VelaShape III: Understanding tissue interaction with RF for faster results in body contouring

By Alex Karidis / 01 Jan 2014

Alex Karidis discusses the bene ts of the newest addition to the VelaShape family of devices.

The basic premise of all non-invasive body contouring devices is to modify the adipocyte. The final aim is to either temporarily or permanently reduce the size and/or number of adipocytes, which in turn will result in a measurable reduction of fat and a circumferential reduction of the treated area.

Targeted heating of the skin and fat using applied Radio Frequency (RF) energy has already demonstrated circumferential reduction and skin tightening. The mechanism of action is through an increased rate of fat metabolism resulting in accelerated lipid turnover ultimately leading to fat cell shrinkage and reduced volume. In addition, heating of the skin facilitates fibroblast activity, resulting in increased dermal collagen and ground substance, leading to a tightening of the skin and connective tissue. Despite significant results in the past, some inconsistencies were encountered with the previous generation of VelaShape devices.
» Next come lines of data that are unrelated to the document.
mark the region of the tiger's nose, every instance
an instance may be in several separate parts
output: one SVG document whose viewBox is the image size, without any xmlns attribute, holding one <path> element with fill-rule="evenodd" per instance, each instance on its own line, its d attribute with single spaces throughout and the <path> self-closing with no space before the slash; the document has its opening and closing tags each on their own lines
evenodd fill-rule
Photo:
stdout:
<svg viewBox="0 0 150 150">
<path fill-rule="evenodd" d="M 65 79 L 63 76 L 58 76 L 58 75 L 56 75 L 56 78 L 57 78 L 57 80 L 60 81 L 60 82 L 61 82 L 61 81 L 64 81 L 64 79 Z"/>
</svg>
In order to understand these inconsistencies it is crucial to understand the key elements and parameters that have to take place within the tissues in order to reliably initiate the aforementioned cascade of events. These ideally need to be:

  • To reach an end point temperature of between 43-45°C
  • To create more heat below the skin surface and within the adipose tissues and sustain this heat in the tissue longer.
  • Control and maintain end point temperature over time.

By achieving these goals, fewer treatment cycles and treatment times can also be achieved. One of the key observations gleaned from the previous generation of VelaShape products has been the significance of the impedance of the tissue. Impedance is the measure of resistance (measured in ohms) to the effects of any electrical current and this has been found to vary significantly in the different types of tissue. In very thin and muscular abdomens without much adipose tissue, this can be 100 ohms, whilst in a patient with a larger BMI this can be of the order of 400-500 ohms. This variation in tissue impedance in individual patients, as well as within the same patients, and the lack of adaption of the delivered RF energy in previous generation RF energy systems has been one of the reasons for the inconsistencies of results in the past. The VelaShape III possesses Intelligent Bipolar RF in a closed loop fashion, giving the device the ability to measure the skin impedance ever 1ms and adjust RF power and energy levels accordingly to uniformly and accurately heat the tissue consistently regardless of the skin impedance of the patient. This has the advantage of delivering more consistent and reproducible results and reduces the risk of discomfort. The other key concept that has driven the development of the VelaShape III is the ‘Thermal dose’ concept. This states that the higher the temperature achieved in any given adipose tissue, the shorter the treatment time required. Increasing the tissue temperature from 42.5°C - 45°C can reduce the time the tissue needs to be in this elevated temperature by a factor of approximately eight.The new VelaShape III possesses 150 watts, which is approximately two and a half times more than the VelaShape II. This increased power plus the new impedance control assures the same energy gets delivered into the tissue regardless of the tissue impedance. It is now possible, depending on the area needing treatment, to achieve the desired result with only one treatment.

In summary therefore, whilst the end results for patients are very similar compared to previous generation multi-treatment VelaShape devices, for busy patients who cannot commit to up to six treatments, the alternative of a single treatment of 45 - 90 minutes is available. However, if patients prefer more frequent but shorter treatments, this can also be offered.